Beh, direi che sono proprio fortunato, dopo un po’ arriva Selamu, sarà lui il mio compagno di viaggio.
Selamu e’ uno studente, e’ iscritto a Medicina ed e’ ben lieto di allontanarsi da casa per un “viaggio” nel Sud del Paese, di cui finora ha solo sentito parlare.
Finalmente ci accordiamo e ci diamo appuntamento per l’indomani alla stazione degli autobus di Soddo “….at 6 o’ clock, local time….”, cioè a mezzogiorno.
– Soddo, 11 febbraio
Partiamo dalla stazione di Soddo poco dopo l’una, quando finalmente l’autobus si e’ riempito di passeggeri.
Durante la discesa dai circa duemila metri di altitudine di Soddo vediamo il paesaggio inaridirsi e di nuovo molte “traditional houses”, sia tonde con il tetto di rami e paglia, sia squadrate con il tetto di lamiera.

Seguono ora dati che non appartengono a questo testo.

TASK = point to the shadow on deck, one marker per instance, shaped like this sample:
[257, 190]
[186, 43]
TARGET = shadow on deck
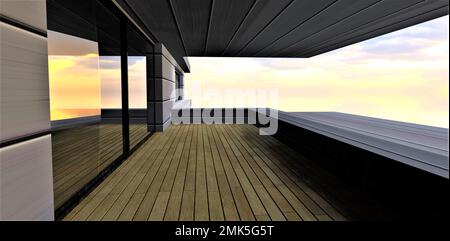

Ogni tanto ci fermiamo lungo la strada per far salire o scendere qualcuno con il suo bagaglio: come sempre i carichi più pesanti sono portati dalle donne…..ormai non me ne stupisco più.
Avvicinandoci al lago Abaya tutto diventa nuovamente verde e incontriamo grandi coltivazioni di banane, ma non riesco a fotografare nulla, dall’autobus e’ quasi impossibile.
Arba Minch si trova a circa 1.400 metri di altitudine ed il clima e’ molto più caldo rispetto all’altopiano, ma la città e’ ricca d’acqua e si trova sulle sponde di due laghi, il Chamo e l’Abaya….quest’ultimo infestato dai coccodrilli.
Non riusciamo nemmeno ad avvicinarci al lago Abaya perché dopo il verificarsi di alcuni attacchi dei coccodrilli alle persone il governo ha fatto evacuare le case vicino alla riva e stanziato delle guardie armate che impediscono l’accesso alle sponde del lago.
La sera andiamo a dormire stanchissimi, Selamu e’ crollato sul letto con la televisione accesa: sì, non abbiamo l’acqua corrente, ma in camera c’e’ il televisore.
Spengo tutto, sciolgo la zanzariera di Selamu e me ne vado a nanna anche io.
Come al solito mi sveglio prima dell’alba e aggiorno il mio diario fino al nostro arrivo ad Arba Minch, finalmente sono in pari.